As Cyrus proceeded on his march, rumours and reports kept coming to his ears that the king had decided not to give battle at once, and was not desirous of coming to close quarters with him, but rather of waiting in Persia until his forces should assemble there from all parts. For he had run a trench, ten fathoms in width and as many in depth, four hundred furlongs through the plain; and yet he allowed Cyrus to cross this and to come within a short distance of Babylon itself.[*](Cf. Xenophon, Anab. i. 7, 14-17. )

And it was Teribazus, as we are told, who first plucked up courage to tell the king that he ought not to shun a battle, nor to retire from Media and Babylon, as well as Susa, and hide himself in Persia, when he had a force many times as numerous as that of the enemy, and countless satraps and generals who surpassed Cyrus in wisdom and military skill.
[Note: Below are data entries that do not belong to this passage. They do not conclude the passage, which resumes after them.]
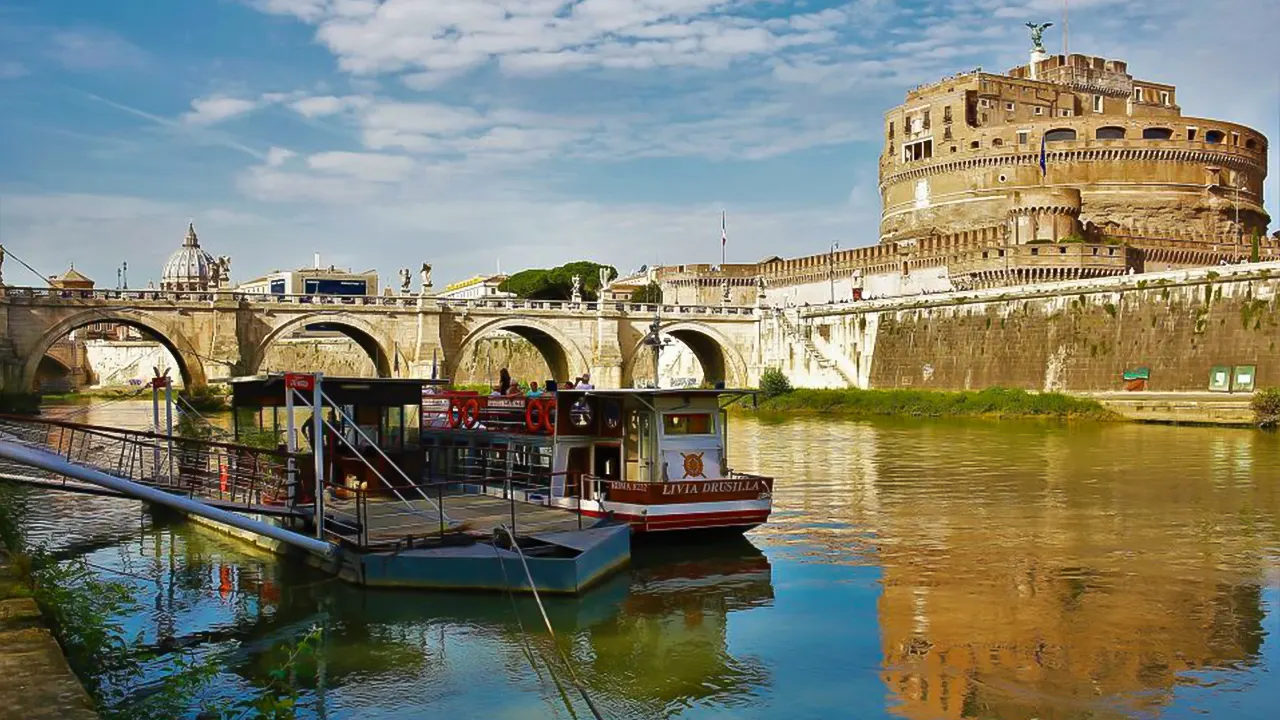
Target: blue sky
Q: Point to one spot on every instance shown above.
(530, 132)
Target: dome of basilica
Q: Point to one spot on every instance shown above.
(190, 267)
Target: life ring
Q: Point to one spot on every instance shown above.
(549, 415)
(534, 414)
(471, 413)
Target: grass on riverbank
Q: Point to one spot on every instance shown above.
(993, 402)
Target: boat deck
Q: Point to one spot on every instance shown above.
(391, 519)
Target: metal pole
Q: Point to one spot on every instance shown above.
(168, 420)
(155, 428)
(318, 442)
(292, 443)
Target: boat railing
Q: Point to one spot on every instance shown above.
(464, 509)
(231, 474)
(469, 410)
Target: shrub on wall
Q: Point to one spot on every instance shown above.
(773, 383)
(1266, 406)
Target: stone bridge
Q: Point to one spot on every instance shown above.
(220, 335)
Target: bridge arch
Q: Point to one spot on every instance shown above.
(173, 340)
(356, 328)
(565, 359)
(720, 359)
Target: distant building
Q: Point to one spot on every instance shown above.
(192, 269)
(312, 281)
(71, 279)
(474, 288)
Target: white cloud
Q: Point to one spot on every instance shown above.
(324, 105)
(277, 156)
(362, 165)
(211, 110)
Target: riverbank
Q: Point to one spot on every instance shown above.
(36, 682)
(993, 402)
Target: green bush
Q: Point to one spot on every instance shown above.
(1266, 406)
(773, 383)
(649, 294)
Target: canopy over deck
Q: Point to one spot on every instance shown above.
(268, 391)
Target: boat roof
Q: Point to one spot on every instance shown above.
(268, 391)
The king therefore determined to fight the issue out as soon as possible.

So, to begin with, by his sudden appearance with an army of nine hundred thousand men in brilliant array, he so terrified and confounded the enemy, who were marching along in loose order and without arms because of their boldness and contempt for the king, that Cyrus could with difficulty bring them into battle array amid much tumult and shouting; and again, by leading his forces up slowly and in silence, he filled the Greeks with amazement at his good discipline, since they had expected in so vast a host random shouting, and leaping, with great confusion and dissipation of their lines.

Besides this, he did well to draw up in front of his own line, and over against the Greeks, the mightiest of his scythe-bearing chariots, in order that by the force of their charge they might cut to pieces the ranks of the Greeks before they had come to close quarters.

Now, since many writers have reported to us this battle, and since Xenophon[*](Anab. i. 8.) brings it all but before our eyes, and by the vigour of his description makes his reader always a participant in the emotions and perils of the struggle, as though it belonged, not to the past, but to the present, it would be folly to describe it again, except so far as he has passed over things worthy of mention.

The place, then, where the armies were drawn up, is called Cunaxa, and it is five hundred furlongs distant from Babylon. And we are told that Cyrus, before the battle, when Clearchus besought him to remain behind the combatants and not risk his life, replied: What sayest thou, Clearchus? Dost thou bid me, who am reaching out for a kingdom, to be unworthy of a kingdom?